Photo de groupe au bord du fleuve est l'histoire d'un groupe de femmes "casseuses de pierres", forcées d'accomplir un travail harassant et misérable pour subvenir à leurs besoins et à ceux de leurs familles.
Toutes ont une histoire propre, qui sera révélée au fil de l'intrigue, et qui brosse le portrait d'amantes, de veuves, d'épouses répudiées, de sorcières ou de rebelles ayant refusé ou ayant été exclues de la société patriarcale congolaise, où l'homme a toujours raison.
Par une narration déroutante, où l'auteur s'adresse à la protagoniste principale en la tutoyant, on suit le rythme quotidien de ces femmes ; chaque journée débutant par la préparation des enfants pour l'école, avant d'accomplir une journée de besogne, puis de rentrer pour profiter d'une douche. Les journées de travail s'entremêlent ensuite aux souvenirs, aux ambitions manquées, et aux proches décédés, accompagnées chaque matin par la radio, qui égrène elle aussi son lot d'actualités horrifiantes.

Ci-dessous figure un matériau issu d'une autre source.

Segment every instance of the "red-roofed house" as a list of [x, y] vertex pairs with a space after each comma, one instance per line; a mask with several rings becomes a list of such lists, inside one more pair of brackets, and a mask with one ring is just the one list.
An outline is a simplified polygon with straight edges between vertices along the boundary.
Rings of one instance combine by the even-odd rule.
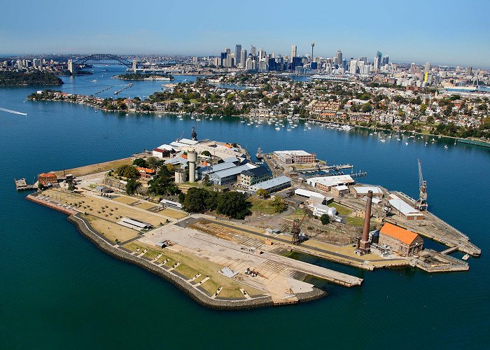
[[389, 246], [392, 251], [402, 256], [410, 256], [424, 248], [424, 239], [416, 233], [389, 223], [385, 223], [379, 231], [378, 242]]

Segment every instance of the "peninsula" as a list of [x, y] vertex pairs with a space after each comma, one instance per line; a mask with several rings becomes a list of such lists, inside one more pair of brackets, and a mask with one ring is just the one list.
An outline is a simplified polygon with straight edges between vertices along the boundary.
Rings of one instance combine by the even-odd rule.
[[[444, 272], [469, 268], [451, 252], [481, 253], [427, 211], [422, 180], [415, 200], [356, 183], [340, 174], [351, 165], [329, 165], [314, 153], [256, 157], [263, 162], [237, 144], [198, 141], [192, 130], [191, 139], [127, 158], [41, 173], [27, 199], [69, 215], [101, 250], [218, 309], [317, 299], [326, 295], [318, 280], [363, 283], [301, 261], [302, 254], [368, 270]], [[424, 238], [449, 248], [426, 249]]]

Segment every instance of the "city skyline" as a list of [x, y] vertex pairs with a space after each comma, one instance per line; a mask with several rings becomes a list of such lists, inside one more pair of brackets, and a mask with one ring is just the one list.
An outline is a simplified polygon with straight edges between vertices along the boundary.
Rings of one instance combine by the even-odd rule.
[[[490, 46], [482, 44], [490, 40], [490, 25], [484, 20], [490, 4], [478, 1], [463, 8], [447, 1], [421, 7], [421, 1], [415, 1], [389, 8], [379, 1], [369, 8], [352, 1], [347, 8], [312, 1], [304, 13], [265, 4], [260, 10], [239, 9], [244, 26], [236, 25], [237, 9], [214, 1], [206, 6], [195, 3], [180, 17], [175, 15], [181, 13], [177, 5], [146, 3], [155, 10], [141, 7], [142, 15], [136, 19], [127, 18], [131, 3], [92, 4], [86, 3], [86, 13], [78, 17], [64, 8], [45, 8], [34, 1], [27, 1], [22, 12], [14, 4], [4, 5], [0, 55], [110, 52], [214, 56], [224, 48], [235, 51], [236, 44], [284, 55], [296, 46], [298, 55], [304, 55], [311, 52], [314, 38], [318, 57], [335, 57], [340, 50], [345, 59], [367, 56], [372, 61], [379, 50], [393, 62], [490, 66]], [[46, 16], [55, 18], [55, 24], [46, 21]]]

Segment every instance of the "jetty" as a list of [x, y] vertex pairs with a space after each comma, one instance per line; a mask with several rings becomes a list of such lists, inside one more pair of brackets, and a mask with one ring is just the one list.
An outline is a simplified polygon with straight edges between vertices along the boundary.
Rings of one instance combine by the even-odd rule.
[[14, 179], [15, 183], [15, 189], [18, 191], [23, 191], [25, 190], [35, 190], [36, 188], [36, 184], [28, 185], [27, 181], [25, 178], [20, 178], [19, 180]]

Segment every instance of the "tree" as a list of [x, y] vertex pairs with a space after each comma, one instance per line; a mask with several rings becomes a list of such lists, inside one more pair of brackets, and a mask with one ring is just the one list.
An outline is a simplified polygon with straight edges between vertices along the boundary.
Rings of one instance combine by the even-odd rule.
[[321, 221], [322, 225], [327, 225], [330, 222], [330, 217], [328, 214], [323, 214], [320, 216], [320, 221]]
[[128, 166], [122, 172], [122, 176], [127, 178], [137, 178], [139, 177], [139, 172], [134, 167]]
[[182, 203], [183, 203], [184, 200], [186, 200], [186, 195], [181, 192], [178, 194], [178, 202], [181, 204]]
[[146, 158], [147, 167], [151, 169], [157, 169], [163, 164], [163, 160], [156, 157], [148, 157]]
[[148, 163], [146, 162], [146, 160], [145, 160], [143, 158], [136, 158], [134, 160], [133, 160], [133, 165], [136, 165], [136, 167], [141, 167], [142, 168], [148, 167]]
[[251, 214], [251, 206], [252, 203], [246, 200], [243, 193], [226, 192], [219, 196], [216, 211], [218, 214], [226, 215], [230, 218], [242, 220]]
[[182, 207], [188, 213], [204, 213], [207, 209], [206, 199], [208, 191], [204, 188], [192, 187], [186, 195]]
[[267, 190], [265, 190], [264, 188], [259, 188], [258, 190], [257, 190], [257, 192], [255, 192], [255, 195], [257, 195], [258, 197], [265, 198], [269, 195], [269, 192], [267, 192]]
[[210, 186], [213, 184], [211, 179], [209, 178], [209, 174], [205, 174], [204, 177], [202, 178], [202, 184], [205, 186]]
[[130, 178], [126, 183], [126, 193], [128, 195], [134, 195], [138, 188], [141, 186], [141, 183], [136, 181], [134, 178]]

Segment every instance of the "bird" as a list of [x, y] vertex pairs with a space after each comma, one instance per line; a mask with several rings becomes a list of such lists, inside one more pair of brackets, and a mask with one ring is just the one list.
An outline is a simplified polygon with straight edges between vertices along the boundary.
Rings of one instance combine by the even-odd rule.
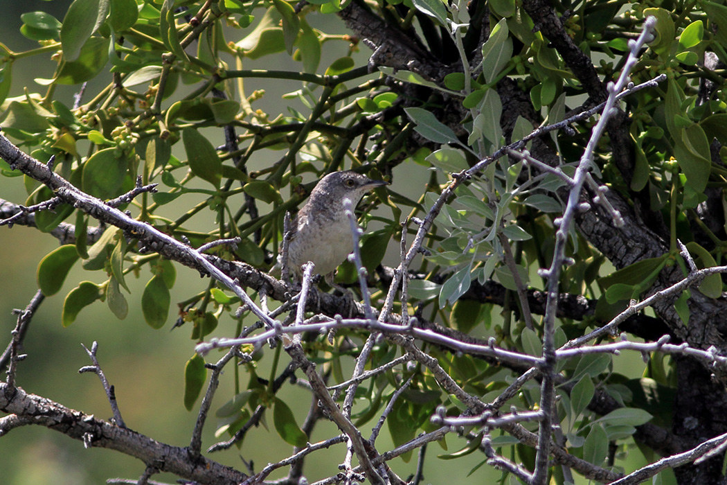
[[350, 170], [334, 172], [321, 179], [286, 236], [288, 268], [299, 279], [301, 266], [310, 261], [314, 273], [323, 275], [329, 285], [338, 287], [333, 284], [336, 268], [353, 250], [343, 201], [348, 199], [355, 208], [366, 192], [387, 185]]

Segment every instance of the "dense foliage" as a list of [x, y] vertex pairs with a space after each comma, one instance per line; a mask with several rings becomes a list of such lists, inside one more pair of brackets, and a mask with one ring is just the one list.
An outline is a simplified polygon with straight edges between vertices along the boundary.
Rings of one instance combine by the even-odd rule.
[[[328, 31], [342, 19], [348, 34]], [[289, 484], [420, 483], [431, 461], [458, 483], [489, 467], [498, 483], [725, 480], [727, 7], [75, 0], [62, 21], [23, 21], [39, 47], [0, 44], [0, 171], [28, 199], [1, 217], [61, 244], [37, 258], [0, 360], [0, 433], [40, 424], [116, 449], [143, 462], [140, 483], [284, 467]], [[9, 97], [29, 57], [55, 75]], [[286, 212], [340, 169], [391, 182], [359, 205], [361, 251], [337, 276], [356, 302], [275, 277]], [[182, 267], [212, 278], [172, 301]], [[190, 333], [189, 446], [132, 431], [123, 409], [103, 421], [16, 387], [52, 295], [65, 326], [89, 305], [140, 306]], [[643, 367], [616, 370], [635, 354]], [[302, 422], [278, 393], [296, 382], [313, 397]], [[327, 420], [342, 434], [318, 433]], [[263, 439], [297, 455], [215, 460]], [[337, 461], [305, 468], [329, 446]], [[668, 458], [636, 470], [634, 455]]]

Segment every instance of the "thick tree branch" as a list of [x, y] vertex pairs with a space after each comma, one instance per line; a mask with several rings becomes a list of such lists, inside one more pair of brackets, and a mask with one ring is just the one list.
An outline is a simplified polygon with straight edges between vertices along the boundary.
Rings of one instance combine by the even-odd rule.
[[[0, 410], [17, 414], [23, 420], [31, 418], [32, 424], [45, 426], [81, 441], [87, 446], [121, 452], [160, 471], [169, 472], [186, 480], [209, 485], [236, 485], [247, 478], [234, 468], [203, 456], [190, 460], [187, 448], [161, 443], [49, 399], [28, 394], [23, 389], [12, 388], [4, 382], [0, 383]], [[0, 434], [7, 430], [0, 428]]]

A travers l'aventure d'une dizaine de femmes exigeant d'être "décemment" payées pour leurs sacs de pierres,
Emmanuel Dongala nous livre une vaste étude de la position de la femme au Congo : enfance, mariage forcé, tabou sur la sexualité, grossesses indésirables, viols, héritages floués, fétichisme et accusation de sorcellerie, fonction de reproductrice...
Le voile est levé sur la corruption, l'hypocrisie des dirigeants sur la scène internationale, le simulacre de démocratie. Et au milieu de cette jungle qui horrifie le lecteur occidental, on retrouve deux femmes, ministre et première dame, qui se comportent en hommes aux places qu'elles occupent, et une longue réflexion de la part de la protagoniste principale.
Rien n'est monochrome, et si la narration est parfois un peu lente, on savoure cette mine d'informations sur le Congo.